Der Skimmer ist von Oase, hat natürlich einen Deckel (Bild folgt später), ist schweineteuer, aber lohnt sich. Details auf der Homepage von Oase. Kleine Skimmer machen bei der Laubmenge im Herbst keinen Sinn, es sei denn, man hat einen Haussklaven, der den kleinen Korb mehrmals täglich entleert. Bei dem großen Skimmer ist dies nicht so oft nötig.

Die Öffnung des Skimmers ist gut 20 cm hoch, so dass der Wasserstand schwanken kann wie er will – wenn man ihn richtig einbaut arbeitet er immer optimal.




 

_Kommentar 2010: Würde ich heute wieder so machen!_


Da ich Gefälle im Garten habe, musste ich am unteren Grundstückende aufschütten. Dabei muss man die für jedes Bundesland entsprechenden Nachbarschaftsgesetzte beachten. Für Aufschüttungen in Baden-Württemberg muss man einen Abstand von 50 cm von der Grenze halten. Diese 50 cm sind aber auch ganz hilfreich für die Pflege. Muss man jedoch nicht aufschütten, könnte man rein theoretisch den Teich auch direkt an die Grenze bauen, was ich aber nicht für sinnvoll erachte!

Um die Aufschüttung zum Nachbarn hin so schmal wie möglich zu halten, habe ich eine Betonmauer gezogen. (Heute würde ich auch noch Eisenstäbe mit einbetonieren!)
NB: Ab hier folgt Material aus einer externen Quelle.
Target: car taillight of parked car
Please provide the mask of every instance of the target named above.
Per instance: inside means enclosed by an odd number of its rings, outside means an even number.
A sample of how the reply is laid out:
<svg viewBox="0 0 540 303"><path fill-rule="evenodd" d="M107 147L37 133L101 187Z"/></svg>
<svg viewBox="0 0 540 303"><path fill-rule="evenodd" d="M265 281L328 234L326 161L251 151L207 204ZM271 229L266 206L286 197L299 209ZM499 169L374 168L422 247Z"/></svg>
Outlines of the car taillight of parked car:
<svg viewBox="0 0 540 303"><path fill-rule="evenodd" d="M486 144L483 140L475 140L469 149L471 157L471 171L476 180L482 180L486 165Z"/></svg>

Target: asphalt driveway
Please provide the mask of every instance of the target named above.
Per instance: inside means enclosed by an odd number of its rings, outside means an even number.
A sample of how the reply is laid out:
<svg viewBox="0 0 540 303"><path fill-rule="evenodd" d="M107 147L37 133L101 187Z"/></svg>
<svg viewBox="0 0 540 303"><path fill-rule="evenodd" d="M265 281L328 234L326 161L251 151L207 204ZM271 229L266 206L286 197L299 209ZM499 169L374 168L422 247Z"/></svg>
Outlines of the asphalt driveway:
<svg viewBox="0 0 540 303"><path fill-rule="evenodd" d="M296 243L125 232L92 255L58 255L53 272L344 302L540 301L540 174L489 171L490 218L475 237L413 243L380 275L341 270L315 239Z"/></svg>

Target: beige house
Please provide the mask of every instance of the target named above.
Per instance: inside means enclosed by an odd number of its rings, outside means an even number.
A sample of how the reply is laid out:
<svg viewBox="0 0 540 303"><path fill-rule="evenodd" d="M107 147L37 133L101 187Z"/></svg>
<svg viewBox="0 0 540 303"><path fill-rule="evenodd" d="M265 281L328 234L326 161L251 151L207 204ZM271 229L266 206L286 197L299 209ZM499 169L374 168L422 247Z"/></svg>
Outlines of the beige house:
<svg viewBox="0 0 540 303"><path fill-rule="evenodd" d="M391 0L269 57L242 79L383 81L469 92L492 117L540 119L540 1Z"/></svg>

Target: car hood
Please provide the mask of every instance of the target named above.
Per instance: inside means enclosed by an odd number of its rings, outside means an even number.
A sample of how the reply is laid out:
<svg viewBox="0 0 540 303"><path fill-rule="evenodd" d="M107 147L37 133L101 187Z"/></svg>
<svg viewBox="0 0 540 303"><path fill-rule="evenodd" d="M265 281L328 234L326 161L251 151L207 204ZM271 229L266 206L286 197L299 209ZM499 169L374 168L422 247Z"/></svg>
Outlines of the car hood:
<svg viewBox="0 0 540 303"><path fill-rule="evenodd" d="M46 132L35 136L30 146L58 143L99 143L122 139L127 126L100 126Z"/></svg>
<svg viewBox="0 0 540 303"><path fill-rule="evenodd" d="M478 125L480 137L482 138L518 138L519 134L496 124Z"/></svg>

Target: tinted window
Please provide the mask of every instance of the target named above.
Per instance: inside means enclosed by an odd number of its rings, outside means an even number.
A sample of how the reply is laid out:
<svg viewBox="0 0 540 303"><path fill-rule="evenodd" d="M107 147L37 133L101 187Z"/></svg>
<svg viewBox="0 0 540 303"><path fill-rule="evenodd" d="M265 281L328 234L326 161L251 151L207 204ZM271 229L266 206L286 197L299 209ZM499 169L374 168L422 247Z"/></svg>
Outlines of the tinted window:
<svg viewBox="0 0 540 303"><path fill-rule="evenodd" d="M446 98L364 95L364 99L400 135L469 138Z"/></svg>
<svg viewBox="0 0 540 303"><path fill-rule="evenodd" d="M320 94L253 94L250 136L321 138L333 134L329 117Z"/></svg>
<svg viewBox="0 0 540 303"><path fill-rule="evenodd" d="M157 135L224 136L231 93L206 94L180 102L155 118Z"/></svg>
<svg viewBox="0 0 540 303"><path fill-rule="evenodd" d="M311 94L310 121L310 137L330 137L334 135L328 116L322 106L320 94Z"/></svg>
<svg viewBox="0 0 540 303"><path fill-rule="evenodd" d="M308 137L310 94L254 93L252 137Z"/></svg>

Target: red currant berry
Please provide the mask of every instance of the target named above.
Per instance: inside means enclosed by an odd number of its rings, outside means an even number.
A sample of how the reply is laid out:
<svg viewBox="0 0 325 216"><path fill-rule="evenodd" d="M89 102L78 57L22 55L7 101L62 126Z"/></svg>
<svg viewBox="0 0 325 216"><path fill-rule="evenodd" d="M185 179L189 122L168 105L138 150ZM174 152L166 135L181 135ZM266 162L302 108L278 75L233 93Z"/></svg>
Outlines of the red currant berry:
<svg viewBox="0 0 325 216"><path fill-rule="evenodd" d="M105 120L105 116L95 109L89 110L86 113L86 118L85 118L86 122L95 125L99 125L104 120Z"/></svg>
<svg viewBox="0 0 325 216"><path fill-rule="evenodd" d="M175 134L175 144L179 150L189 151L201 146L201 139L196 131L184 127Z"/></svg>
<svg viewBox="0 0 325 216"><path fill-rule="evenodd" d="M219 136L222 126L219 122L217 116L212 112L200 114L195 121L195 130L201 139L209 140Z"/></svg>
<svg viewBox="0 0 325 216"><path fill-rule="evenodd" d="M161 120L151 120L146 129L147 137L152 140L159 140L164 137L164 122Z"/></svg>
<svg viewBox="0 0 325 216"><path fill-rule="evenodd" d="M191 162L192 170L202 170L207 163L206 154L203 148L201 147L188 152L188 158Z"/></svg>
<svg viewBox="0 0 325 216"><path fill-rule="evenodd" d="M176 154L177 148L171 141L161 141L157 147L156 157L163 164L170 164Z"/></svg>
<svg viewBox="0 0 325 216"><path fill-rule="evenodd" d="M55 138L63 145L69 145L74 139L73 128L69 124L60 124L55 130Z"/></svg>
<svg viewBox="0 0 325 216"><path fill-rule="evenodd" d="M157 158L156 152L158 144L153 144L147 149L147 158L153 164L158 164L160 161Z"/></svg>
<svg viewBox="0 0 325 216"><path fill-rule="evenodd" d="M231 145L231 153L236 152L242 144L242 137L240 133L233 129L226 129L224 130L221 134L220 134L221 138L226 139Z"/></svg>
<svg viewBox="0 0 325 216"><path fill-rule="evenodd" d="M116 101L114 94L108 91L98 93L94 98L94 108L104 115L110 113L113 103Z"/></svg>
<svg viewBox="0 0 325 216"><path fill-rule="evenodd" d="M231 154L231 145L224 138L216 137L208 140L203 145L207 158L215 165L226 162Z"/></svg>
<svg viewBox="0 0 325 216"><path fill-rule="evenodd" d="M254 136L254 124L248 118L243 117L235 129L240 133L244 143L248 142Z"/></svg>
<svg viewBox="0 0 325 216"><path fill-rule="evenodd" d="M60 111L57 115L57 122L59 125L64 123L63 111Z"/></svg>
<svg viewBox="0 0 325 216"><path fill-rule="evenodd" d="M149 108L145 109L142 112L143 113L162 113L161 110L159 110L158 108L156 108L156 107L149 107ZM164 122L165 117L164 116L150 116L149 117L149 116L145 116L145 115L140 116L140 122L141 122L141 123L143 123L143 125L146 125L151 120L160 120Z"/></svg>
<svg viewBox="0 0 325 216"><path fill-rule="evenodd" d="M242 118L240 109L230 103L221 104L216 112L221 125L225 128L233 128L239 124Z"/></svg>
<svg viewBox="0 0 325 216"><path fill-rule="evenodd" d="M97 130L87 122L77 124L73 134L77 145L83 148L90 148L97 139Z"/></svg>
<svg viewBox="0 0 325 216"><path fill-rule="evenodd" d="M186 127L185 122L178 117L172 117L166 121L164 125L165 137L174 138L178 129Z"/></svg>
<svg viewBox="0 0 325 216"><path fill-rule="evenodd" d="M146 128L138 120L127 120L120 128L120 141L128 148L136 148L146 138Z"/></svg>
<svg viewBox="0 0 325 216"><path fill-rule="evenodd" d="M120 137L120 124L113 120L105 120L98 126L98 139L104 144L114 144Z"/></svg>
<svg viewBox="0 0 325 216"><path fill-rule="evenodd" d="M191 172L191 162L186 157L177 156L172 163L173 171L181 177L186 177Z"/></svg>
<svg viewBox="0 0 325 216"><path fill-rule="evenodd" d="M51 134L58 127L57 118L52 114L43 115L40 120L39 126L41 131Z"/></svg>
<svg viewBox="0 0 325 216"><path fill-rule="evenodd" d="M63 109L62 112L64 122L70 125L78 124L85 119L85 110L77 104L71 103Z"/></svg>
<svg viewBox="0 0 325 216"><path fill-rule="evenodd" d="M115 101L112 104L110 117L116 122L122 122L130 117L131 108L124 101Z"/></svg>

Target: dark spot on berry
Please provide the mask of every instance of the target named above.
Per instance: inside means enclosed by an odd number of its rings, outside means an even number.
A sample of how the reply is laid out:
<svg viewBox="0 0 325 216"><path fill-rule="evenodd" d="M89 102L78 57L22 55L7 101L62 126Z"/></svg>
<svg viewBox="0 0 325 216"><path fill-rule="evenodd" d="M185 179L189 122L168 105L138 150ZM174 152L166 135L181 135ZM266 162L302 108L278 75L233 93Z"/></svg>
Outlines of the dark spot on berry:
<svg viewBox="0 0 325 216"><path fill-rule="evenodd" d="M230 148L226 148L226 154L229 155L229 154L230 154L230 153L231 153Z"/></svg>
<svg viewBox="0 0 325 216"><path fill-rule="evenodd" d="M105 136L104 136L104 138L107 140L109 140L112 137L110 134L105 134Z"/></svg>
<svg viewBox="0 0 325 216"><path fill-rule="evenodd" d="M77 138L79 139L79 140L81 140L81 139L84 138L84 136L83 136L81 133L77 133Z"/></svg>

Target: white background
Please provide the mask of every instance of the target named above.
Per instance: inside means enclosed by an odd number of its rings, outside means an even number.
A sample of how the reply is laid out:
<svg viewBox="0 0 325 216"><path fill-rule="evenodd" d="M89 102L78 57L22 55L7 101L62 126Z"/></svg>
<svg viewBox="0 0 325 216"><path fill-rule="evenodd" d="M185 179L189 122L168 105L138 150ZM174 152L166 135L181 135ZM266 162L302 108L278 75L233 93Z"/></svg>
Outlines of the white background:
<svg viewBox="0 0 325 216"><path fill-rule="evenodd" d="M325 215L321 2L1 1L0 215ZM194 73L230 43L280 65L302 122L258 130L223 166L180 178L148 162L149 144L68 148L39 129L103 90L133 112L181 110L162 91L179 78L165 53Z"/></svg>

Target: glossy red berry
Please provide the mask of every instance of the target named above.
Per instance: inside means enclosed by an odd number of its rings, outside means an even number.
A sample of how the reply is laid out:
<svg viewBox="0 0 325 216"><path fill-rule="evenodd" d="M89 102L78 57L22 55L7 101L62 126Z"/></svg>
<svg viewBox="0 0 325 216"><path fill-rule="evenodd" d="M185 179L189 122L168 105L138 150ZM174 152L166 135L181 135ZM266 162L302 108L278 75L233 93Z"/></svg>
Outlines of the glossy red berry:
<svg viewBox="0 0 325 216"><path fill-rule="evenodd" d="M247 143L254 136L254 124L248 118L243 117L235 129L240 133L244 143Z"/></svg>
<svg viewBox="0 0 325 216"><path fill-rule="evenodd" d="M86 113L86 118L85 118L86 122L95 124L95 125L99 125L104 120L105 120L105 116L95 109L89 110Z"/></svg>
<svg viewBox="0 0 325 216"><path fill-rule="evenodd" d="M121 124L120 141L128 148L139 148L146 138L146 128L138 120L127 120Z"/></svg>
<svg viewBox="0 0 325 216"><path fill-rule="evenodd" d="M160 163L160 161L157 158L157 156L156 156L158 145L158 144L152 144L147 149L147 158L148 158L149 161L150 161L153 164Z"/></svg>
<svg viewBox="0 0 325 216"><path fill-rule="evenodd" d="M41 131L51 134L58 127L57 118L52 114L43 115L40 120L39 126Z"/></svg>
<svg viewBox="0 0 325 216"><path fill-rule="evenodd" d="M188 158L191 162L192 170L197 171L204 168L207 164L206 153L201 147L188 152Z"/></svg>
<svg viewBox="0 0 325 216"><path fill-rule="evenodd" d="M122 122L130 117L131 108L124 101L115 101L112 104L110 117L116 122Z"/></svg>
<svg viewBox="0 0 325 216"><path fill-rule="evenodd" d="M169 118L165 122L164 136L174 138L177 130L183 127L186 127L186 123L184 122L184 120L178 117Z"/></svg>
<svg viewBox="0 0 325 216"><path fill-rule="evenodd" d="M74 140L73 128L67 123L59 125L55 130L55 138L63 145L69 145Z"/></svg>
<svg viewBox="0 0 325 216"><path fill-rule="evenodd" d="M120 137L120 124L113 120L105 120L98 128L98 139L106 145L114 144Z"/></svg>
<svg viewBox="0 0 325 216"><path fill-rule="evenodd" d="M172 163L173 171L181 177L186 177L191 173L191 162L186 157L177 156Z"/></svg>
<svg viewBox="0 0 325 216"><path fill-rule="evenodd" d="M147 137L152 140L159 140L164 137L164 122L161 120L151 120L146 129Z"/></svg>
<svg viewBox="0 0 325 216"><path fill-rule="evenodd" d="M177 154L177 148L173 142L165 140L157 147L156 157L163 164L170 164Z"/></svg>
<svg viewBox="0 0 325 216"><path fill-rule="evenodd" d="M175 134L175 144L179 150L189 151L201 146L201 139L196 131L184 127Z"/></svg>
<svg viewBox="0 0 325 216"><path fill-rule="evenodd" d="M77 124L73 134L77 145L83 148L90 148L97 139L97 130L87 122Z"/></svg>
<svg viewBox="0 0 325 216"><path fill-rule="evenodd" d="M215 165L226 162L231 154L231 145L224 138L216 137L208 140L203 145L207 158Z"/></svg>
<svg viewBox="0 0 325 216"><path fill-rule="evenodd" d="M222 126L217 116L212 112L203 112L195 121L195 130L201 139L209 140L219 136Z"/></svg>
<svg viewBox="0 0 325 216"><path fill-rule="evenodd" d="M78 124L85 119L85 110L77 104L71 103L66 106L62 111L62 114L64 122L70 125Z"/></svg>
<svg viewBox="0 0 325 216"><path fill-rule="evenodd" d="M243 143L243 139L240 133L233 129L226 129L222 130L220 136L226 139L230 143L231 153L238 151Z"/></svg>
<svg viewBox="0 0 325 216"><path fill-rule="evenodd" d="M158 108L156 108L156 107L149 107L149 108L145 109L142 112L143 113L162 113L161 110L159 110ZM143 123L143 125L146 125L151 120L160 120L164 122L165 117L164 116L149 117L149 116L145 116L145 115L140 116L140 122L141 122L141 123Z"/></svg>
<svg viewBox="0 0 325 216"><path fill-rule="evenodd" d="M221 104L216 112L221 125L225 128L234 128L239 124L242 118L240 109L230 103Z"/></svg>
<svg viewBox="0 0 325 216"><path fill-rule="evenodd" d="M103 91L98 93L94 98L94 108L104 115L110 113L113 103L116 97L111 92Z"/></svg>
Hierbei muss man noch sagen, dass die Wände im Teich viel zu senkrecht sind – wurde später korrigiert.



 

_Kommentar 2010: Würde ich heute nicht mehr so machen. Auch wenn das "Viereck" mit der Zeit zugewachsen ist, das geht sicher noch hübscher!_


*II. Problem: Teichtiefe für Fische im Winter*

Um die Option zu haben, auch Fische im Teich halten zu können, sollte man meiner Meinung nach mindestens 1,20 m in die Tiefe gehen. 1 Meter würde zwar auch ausreichen, aber in so ein enges Loch rutscht Sand und mit der Zeit bildet sich Mulm und somit wächst der Boden auch an. Optimal ist es natürlich, wenn man vom Rand langsam zur tiefsten Stelle mit ca. 30 % Gefälle herunterarbeiten kann – bei einer so kleinen Fläche ist dies allerdings nicht möglich. 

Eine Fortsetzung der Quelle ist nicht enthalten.